Editorial do Estado de S.Paulo publicado na sexta-feira (20/9) tenta definir o que é “clamor público”, num esforço intelectual para demonstrar que, ao se alongar na justificativa de seu voto, cada magistrado do Supremo Tribunal Federal estaria, em última instância, se dirigindo à “opinião pública”.
O centro dessa reflexão, claro, era a decisão do ministro Celso de Mello, que na quarta-feira (18) desempatou a votação da Ação Penal 470, admitindo a aceitação dos embargos infringentes que podem mudar o destino de alguns dos condenados.
Diz o tradicional jornal paulista que é natural e democrático que “um servidor público consciente” se mantenha atento àquilo que pode ser chamado de “opinião pública”, “clamor público” ou outro nome que se dê ao conjunto das opiniões majoritárias na sociedade. Na interpretação manifestada pelo editorialista, “é essa interação que dá sentido e substância a uma sociedade genuinamente democrática”.
Eis, então, na íntegra, o que a mídia tradicional pensa sobre democracia: ela repousaria na prestação de contas dos atos do Estado, visando uma suposta maioria opinativa da população.
Trata-se de uma sutil, mas reveladora distorção do conceito de democracia, visto o regime perfeito do ângulo dos mediadores da comunicação.

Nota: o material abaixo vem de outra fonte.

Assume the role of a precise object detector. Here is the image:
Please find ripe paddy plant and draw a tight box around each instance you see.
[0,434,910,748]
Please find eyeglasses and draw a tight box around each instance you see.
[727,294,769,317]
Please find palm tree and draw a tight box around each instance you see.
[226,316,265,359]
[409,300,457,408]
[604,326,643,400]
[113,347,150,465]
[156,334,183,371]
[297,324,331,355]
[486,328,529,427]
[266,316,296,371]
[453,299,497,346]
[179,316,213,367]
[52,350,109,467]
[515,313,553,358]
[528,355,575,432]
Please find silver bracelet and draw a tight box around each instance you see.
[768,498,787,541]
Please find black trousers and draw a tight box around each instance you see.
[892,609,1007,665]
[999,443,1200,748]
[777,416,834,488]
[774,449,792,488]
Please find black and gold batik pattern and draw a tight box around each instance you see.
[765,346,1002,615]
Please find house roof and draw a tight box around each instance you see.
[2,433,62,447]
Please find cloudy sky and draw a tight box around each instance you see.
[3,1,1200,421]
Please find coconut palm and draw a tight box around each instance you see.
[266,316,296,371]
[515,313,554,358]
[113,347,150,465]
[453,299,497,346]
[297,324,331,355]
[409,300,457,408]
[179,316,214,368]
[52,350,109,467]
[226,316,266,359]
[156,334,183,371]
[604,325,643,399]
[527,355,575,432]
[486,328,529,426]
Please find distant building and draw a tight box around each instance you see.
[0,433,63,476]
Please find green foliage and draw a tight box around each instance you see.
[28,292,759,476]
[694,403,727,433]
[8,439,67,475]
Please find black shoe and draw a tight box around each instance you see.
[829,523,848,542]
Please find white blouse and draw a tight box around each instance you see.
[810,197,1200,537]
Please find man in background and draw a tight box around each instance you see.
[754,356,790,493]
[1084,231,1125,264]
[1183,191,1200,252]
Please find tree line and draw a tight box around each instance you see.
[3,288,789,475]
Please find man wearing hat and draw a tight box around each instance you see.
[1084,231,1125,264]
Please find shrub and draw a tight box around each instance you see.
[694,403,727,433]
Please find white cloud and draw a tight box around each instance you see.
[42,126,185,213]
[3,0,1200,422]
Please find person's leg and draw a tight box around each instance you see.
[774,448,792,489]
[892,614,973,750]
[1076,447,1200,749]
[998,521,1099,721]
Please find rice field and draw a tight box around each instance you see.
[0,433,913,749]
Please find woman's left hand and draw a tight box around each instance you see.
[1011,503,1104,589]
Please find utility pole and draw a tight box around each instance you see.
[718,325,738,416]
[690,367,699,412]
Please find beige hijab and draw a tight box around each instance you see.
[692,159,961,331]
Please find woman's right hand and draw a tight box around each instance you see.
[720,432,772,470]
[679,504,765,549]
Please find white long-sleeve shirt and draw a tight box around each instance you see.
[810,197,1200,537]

Ora, basta um pouco de reflexão para demonstrar que o compromisso de um ministro do STF, do legislador, ou qualquer agente do Estado, com o regime democrático, se define pelo cumprimento da lei, não pela maneira como irá informar a sociedade sobre seus atos. A crítica ou análise de suas decisões e iniciativas cabe a cada cidadão, sendo que, entre esses milhões, há alguns com mais acesso aos sistemas de comunicação.

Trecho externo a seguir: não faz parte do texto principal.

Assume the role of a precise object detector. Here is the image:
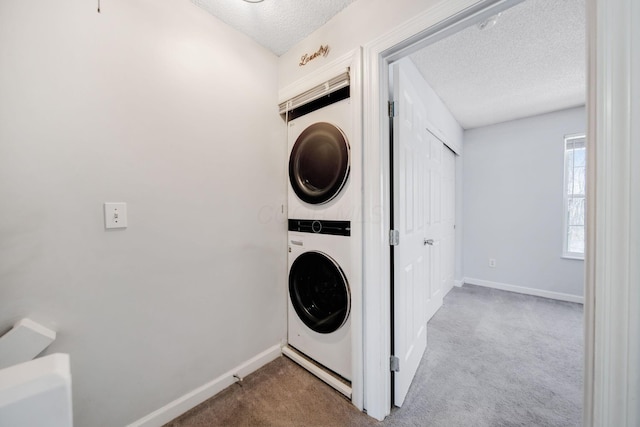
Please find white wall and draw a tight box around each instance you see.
[278,0,445,91]
[462,106,585,299]
[0,1,286,426]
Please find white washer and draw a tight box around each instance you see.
[287,220,352,381]
[287,98,353,221]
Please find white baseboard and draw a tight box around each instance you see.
[127,344,282,427]
[453,280,464,288]
[463,277,584,304]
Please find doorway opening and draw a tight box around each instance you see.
[367,0,587,419]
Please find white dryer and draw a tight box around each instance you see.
[287,98,353,221]
[286,219,352,382]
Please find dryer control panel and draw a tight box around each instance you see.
[288,219,350,236]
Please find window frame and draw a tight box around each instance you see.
[562,133,586,260]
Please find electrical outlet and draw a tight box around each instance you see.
[489,258,496,268]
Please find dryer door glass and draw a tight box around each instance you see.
[289,122,350,204]
[289,251,350,334]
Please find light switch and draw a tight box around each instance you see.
[104,202,127,229]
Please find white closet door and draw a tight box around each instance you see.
[440,146,456,297]
[424,130,443,322]
[392,61,430,407]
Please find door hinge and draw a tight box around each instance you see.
[388,101,397,118]
[389,229,400,246]
[390,355,400,372]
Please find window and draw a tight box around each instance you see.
[563,134,586,258]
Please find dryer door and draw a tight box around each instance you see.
[289,251,350,334]
[289,122,350,205]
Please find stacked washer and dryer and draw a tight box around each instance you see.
[283,84,355,398]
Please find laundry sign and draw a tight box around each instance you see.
[299,45,330,67]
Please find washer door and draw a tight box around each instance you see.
[289,251,350,334]
[289,122,350,205]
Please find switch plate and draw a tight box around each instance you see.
[104,203,127,229]
[489,258,496,268]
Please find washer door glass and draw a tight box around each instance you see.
[289,251,350,334]
[289,122,350,205]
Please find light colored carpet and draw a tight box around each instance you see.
[388,284,583,427]
[165,284,583,426]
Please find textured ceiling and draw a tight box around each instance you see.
[191,0,585,130]
[409,0,585,129]
[190,0,356,56]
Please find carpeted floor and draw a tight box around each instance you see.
[165,284,583,427]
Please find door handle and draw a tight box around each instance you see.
[424,239,434,246]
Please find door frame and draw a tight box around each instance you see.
[361,0,525,419]
[361,0,639,424]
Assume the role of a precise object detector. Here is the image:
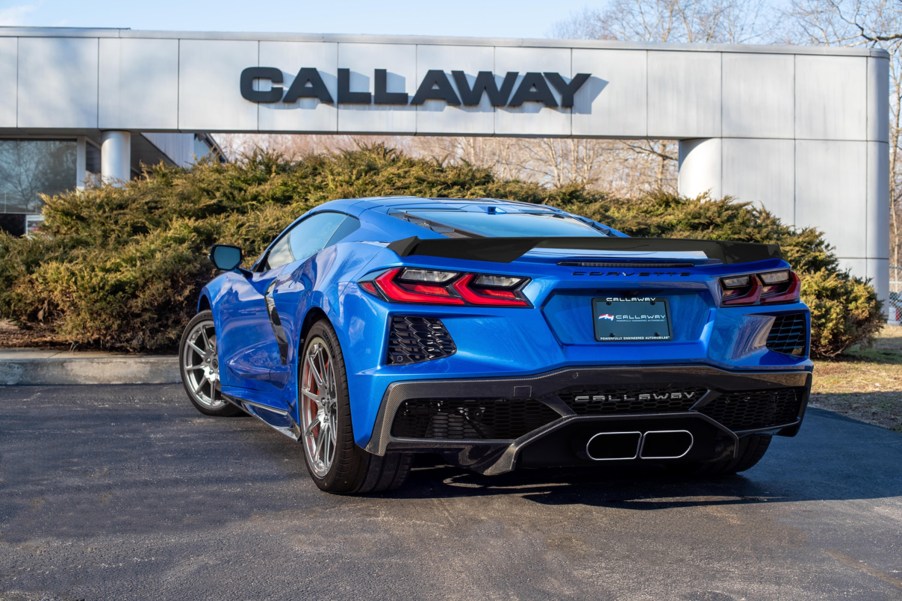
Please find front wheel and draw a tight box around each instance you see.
[299,320,410,494]
[179,310,241,417]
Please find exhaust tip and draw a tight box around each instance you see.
[586,431,642,461]
[639,430,694,460]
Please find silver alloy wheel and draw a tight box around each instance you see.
[181,319,225,409]
[300,337,339,478]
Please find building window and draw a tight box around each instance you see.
[86,139,101,182]
[0,139,76,235]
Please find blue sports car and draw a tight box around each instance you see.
[179,196,812,494]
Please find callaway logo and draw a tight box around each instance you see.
[606,296,658,302]
[241,67,590,109]
[573,391,699,403]
[597,313,615,321]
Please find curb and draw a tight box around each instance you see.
[0,352,179,386]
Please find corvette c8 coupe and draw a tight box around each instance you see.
[179,196,812,494]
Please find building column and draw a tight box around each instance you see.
[677,138,721,200]
[100,131,131,185]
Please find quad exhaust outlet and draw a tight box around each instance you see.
[586,430,694,461]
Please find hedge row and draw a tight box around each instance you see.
[0,145,883,356]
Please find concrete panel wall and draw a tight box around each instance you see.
[648,52,721,138]
[795,140,868,259]
[722,53,794,139]
[867,141,890,303]
[571,49,646,137]
[99,38,180,130]
[0,38,16,127]
[721,138,795,224]
[179,40,259,131]
[17,37,98,128]
[868,57,889,143]
[868,259,889,302]
[795,55,867,141]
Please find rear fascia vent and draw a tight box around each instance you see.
[387,316,456,365]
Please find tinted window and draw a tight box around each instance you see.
[265,212,351,270]
[399,209,606,238]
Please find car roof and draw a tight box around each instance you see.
[306,196,622,240]
[252,195,623,270]
[327,196,546,216]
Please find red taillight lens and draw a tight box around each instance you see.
[451,274,529,307]
[760,270,801,303]
[363,268,530,307]
[373,268,465,305]
[720,270,800,306]
[721,275,762,306]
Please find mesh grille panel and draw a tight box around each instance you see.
[391,398,560,440]
[766,313,808,356]
[699,388,804,431]
[558,386,707,415]
[387,316,456,365]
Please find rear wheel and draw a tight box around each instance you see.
[300,320,411,494]
[179,310,241,417]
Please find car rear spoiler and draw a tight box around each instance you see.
[387,236,783,264]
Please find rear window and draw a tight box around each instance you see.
[396,209,607,238]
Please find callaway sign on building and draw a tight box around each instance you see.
[0,28,891,306]
[240,66,590,108]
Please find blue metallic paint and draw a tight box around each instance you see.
[198,197,813,448]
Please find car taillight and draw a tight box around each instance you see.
[362,268,530,307]
[720,270,800,306]
[720,274,761,305]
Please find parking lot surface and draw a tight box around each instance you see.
[1,385,901,600]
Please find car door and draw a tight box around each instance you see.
[216,212,351,409]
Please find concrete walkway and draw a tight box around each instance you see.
[0,348,179,386]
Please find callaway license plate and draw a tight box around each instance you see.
[592,297,672,341]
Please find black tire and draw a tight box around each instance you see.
[178,310,241,417]
[299,319,411,494]
[688,434,772,477]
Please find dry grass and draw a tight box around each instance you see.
[811,325,902,431]
[0,319,70,349]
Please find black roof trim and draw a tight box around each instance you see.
[387,236,783,264]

Também não é preciso ser o gênio da raça para compreender que, numa sociedade desigual como a brasileira, na qual somente na última década se permitiu alguma mobilidade social significativa, os cidadãos com mais anos de educação formal, e com renda suficiente para dispor de tempo e recursos que lhe deem acesso a variadas fontes de informação, têm mais chance de tomar posição consistente com seus interesses sobre os assuntos da agenda comum.
Esses indivíduos são os clientes típicos da imprensa, e suas opiniões tendem a ser condicionadas pelas escolhas da mídia. Portanto, resume-se a essa minoria o que os jornais chamam de “opinião pública”.
Autoengano da imprensa
No contexto que alguns teóricos chamam de cibernético, ou hipermediado, pode-se projetar uma crescente ampliação do ambiente comunicacional, com um número progressivamente maior de pessoas se apropriando dos meios de produção de informação e cultura. Esse novo ambiente se caracteriza, entre outros elementos, pela ampliação das autonomias individuais no que se refere ao protagonismo social. Consequentemente, reduz-se o poder de persuasão dos antigos mediadores, que se concentram na mídia tradicional.
O próprio nome que se dá ao sistema tecnológico que criou a internet, e posteriormente evoluiu para as redes sociais amplas de interação e troca de informações, vem de um discurso de Platão conhecido como “Kibernetes”, traduzido como “A arte de pilotar barcos e homens”.
A essência dessa reflexão, que serviu de inspiração aos criadores dos sistemas de automação e da rede mundial de computadores, é que, tanto na navegação como na política e na comunicação, não se pode assegurar a precisão dos efeitos a partir de uma causa única.
Uma mensagem na internet, assim como um movimento no leme de um barco, indica uma direção na fase posterior do processo, mas não dá nenhuma garantia de um curso permanente no futuro, porque muitas outras variáveis irão interferir no trajeto da embarcação – ou da informação.
No tempo em que toda comunicação de massa dependia de uma mídia que filtrava as informações, essas variáveis aleatórias podiam ser parcialmente administradas. No ambiente hipermediado, a mídia tradicional é apenas uma referência.
Assim, não há como afirmar que a “opinião pública” acha isso ou aquilo, exceto em circunstâncias muito pontuais, que podem ser captadas com uma relativamente baixa precisão, em pesquisas muito elaboradas. Não é o caso de consultas feitas apressadamente no interesse das redações.
A insistência dos jornais em identificar e interpretar um “clamor popular” em torno de qualquer assunto revela apenas o autoengano da imprensa, em certa ilusão de poder sobre as opiniões fluidas que se mesclam continuamente na complexidade social.